Of course, no book on sports statistics and/or economics is complete without the obligatory nod to the genius of Billy Beane and the claim that salary disparities do not lead to competitive imbalance. This version of the story is no more convincing than any of the others. They happily point to the 2003 Marlins as an example of a low-payroll team winning against the odds, but somehow ignore the fact that a number of those players (Derrek Lee, A.J. Burnett, Josh Beckett, Ivan Rodriguez, Alex Gonzalez, Mike Lowell) are now earning big salaries in big markets while the Marlins are under .500. Sure, a team can win with young players who haven't yet become eligible for free agency or arbitration, but is that any way to build a franchise for long-term success? Where is the analysis of that rather obvious question? And where is the point, made quite clear in Moneyball, that no inefficient market can last forever? What happens when the next Billy Beane is hired to run the Yankees?
I will grant that the book is thought-provoking. But ultimately there are many other books on sports statistics and economics that are much more readable and well-argued than this.
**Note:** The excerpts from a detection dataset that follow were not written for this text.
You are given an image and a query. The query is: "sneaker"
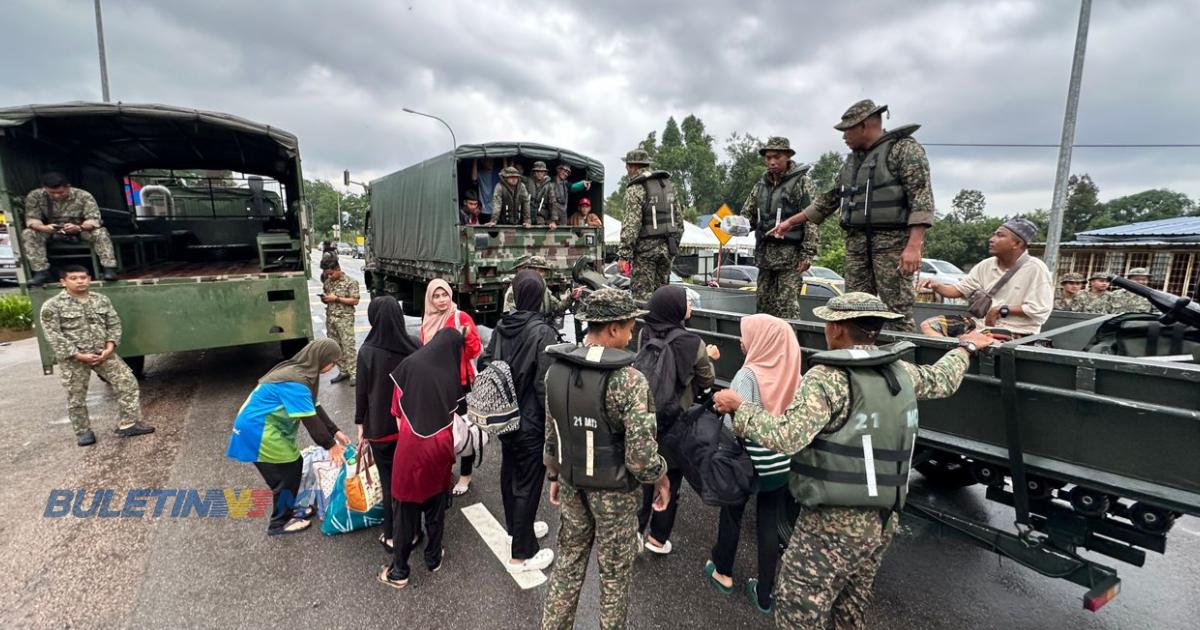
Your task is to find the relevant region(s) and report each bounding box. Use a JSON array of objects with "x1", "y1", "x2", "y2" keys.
[
  {"x1": 376, "y1": 564, "x2": 408, "y2": 588},
  {"x1": 114, "y1": 422, "x2": 154, "y2": 438},
  {"x1": 504, "y1": 550, "x2": 554, "y2": 574}
]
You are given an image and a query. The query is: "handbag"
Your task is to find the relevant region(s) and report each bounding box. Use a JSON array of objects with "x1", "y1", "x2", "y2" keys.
[{"x1": 967, "y1": 253, "x2": 1030, "y2": 319}]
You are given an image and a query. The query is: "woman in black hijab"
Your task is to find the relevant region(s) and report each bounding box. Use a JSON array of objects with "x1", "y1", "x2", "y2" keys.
[
  {"x1": 479, "y1": 269, "x2": 559, "y2": 572},
  {"x1": 637, "y1": 284, "x2": 720, "y2": 554},
  {"x1": 354, "y1": 295, "x2": 421, "y2": 553}
]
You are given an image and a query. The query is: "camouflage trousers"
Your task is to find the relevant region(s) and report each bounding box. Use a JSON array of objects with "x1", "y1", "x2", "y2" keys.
[
  {"x1": 325, "y1": 316, "x2": 359, "y2": 378},
  {"x1": 20, "y1": 228, "x2": 116, "y2": 271},
  {"x1": 59, "y1": 354, "x2": 142, "y2": 436},
  {"x1": 541, "y1": 484, "x2": 642, "y2": 630},
  {"x1": 629, "y1": 239, "x2": 674, "y2": 301},
  {"x1": 774, "y1": 511, "x2": 898, "y2": 630},
  {"x1": 846, "y1": 229, "x2": 917, "y2": 332},
  {"x1": 757, "y1": 269, "x2": 804, "y2": 319}
]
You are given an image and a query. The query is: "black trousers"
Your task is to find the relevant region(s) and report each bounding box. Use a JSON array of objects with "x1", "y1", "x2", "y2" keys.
[
  {"x1": 371, "y1": 440, "x2": 396, "y2": 538},
  {"x1": 254, "y1": 458, "x2": 304, "y2": 528},
  {"x1": 388, "y1": 492, "x2": 450, "y2": 580},
  {"x1": 500, "y1": 439, "x2": 546, "y2": 560},
  {"x1": 637, "y1": 468, "x2": 683, "y2": 544},
  {"x1": 713, "y1": 486, "x2": 791, "y2": 608}
]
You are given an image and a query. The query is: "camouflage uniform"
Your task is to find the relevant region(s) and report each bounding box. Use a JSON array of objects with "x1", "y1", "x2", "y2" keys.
[
  {"x1": 804, "y1": 100, "x2": 934, "y2": 331},
  {"x1": 617, "y1": 150, "x2": 683, "y2": 300},
  {"x1": 40, "y1": 290, "x2": 142, "y2": 436},
  {"x1": 742, "y1": 148, "x2": 821, "y2": 319},
  {"x1": 322, "y1": 272, "x2": 359, "y2": 378},
  {"x1": 541, "y1": 289, "x2": 667, "y2": 630},
  {"x1": 20, "y1": 188, "x2": 116, "y2": 272}
]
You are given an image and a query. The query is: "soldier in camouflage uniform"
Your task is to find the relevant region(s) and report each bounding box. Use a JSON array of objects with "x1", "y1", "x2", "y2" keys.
[
  {"x1": 320, "y1": 259, "x2": 359, "y2": 385},
  {"x1": 775, "y1": 100, "x2": 934, "y2": 331},
  {"x1": 714, "y1": 293, "x2": 992, "y2": 629},
  {"x1": 488, "y1": 167, "x2": 532, "y2": 228},
  {"x1": 20, "y1": 173, "x2": 116, "y2": 286},
  {"x1": 617, "y1": 149, "x2": 683, "y2": 300},
  {"x1": 742, "y1": 137, "x2": 820, "y2": 319},
  {"x1": 541, "y1": 288, "x2": 670, "y2": 630},
  {"x1": 1109, "y1": 266, "x2": 1157, "y2": 313},
  {"x1": 38, "y1": 265, "x2": 154, "y2": 446},
  {"x1": 1054, "y1": 272, "x2": 1084, "y2": 311}
]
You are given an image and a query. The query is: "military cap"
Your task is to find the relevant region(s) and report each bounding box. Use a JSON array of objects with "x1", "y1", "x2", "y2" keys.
[
  {"x1": 758, "y1": 136, "x2": 796, "y2": 156},
  {"x1": 812, "y1": 292, "x2": 904, "y2": 322},
  {"x1": 575, "y1": 287, "x2": 649, "y2": 324},
  {"x1": 833, "y1": 98, "x2": 888, "y2": 131},
  {"x1": 625, "y1": 149, "x2": 650, "y2": 166}
]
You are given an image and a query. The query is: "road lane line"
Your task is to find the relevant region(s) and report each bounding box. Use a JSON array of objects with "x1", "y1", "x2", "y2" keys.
[{"x1": 462, "y1": 503, "x2": 546, "y2": 590}]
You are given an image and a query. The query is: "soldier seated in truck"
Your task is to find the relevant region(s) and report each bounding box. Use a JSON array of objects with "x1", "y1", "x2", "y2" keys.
[{"x1": 20, "y1": 173, "x2": 116, "y2": 286}]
11 of 16 people found the following review helpful.
Lucid writing, entertaining argument and a passionate subject. This is like a fresh breeze.
By D. Stuart
Berry and his co-authors take a really fresh approach here to the world of sport, and look at the big dollars that get spent - or mispent - by teams that want to win at all costs. The mistake that team owners are making, according to the authors, is that they are looking at the wrong statistics of success. When you buy a player, what are the vital stats that really matter?
The book is at once disheartening (money buys one hell of a lot of the points we see on the various league tables) but then also entirely heartening: individual sportspeople, and b-teams still rock the game and lift their performance way above the odds.
The difference is that many managers and coaches (and us fans for that matter focus on the wrong numbers. We count the goals that a player scores, but discount the fumbles, the turnovers and the other dynamics of team play. A star goal shooter may actually be bad for the team's chance of winning.
Sports these days is dominated by statistics. You listen to a commentary and you hear the win/lose ratios, the all-time earnings figures, the goals, the assists and what have you. Well here the authors put another set of very relevant numbers on the table - and show how they reached these conclusions. Their arguments are pretty convincing and as a result I think we'll be talking about this book for some time to come - and pondering the nature of sports today and whether Player X really is greater than Player Y. What a fresh piece of writing! Buy it - I'm sure you'll enjoy it as much as I did.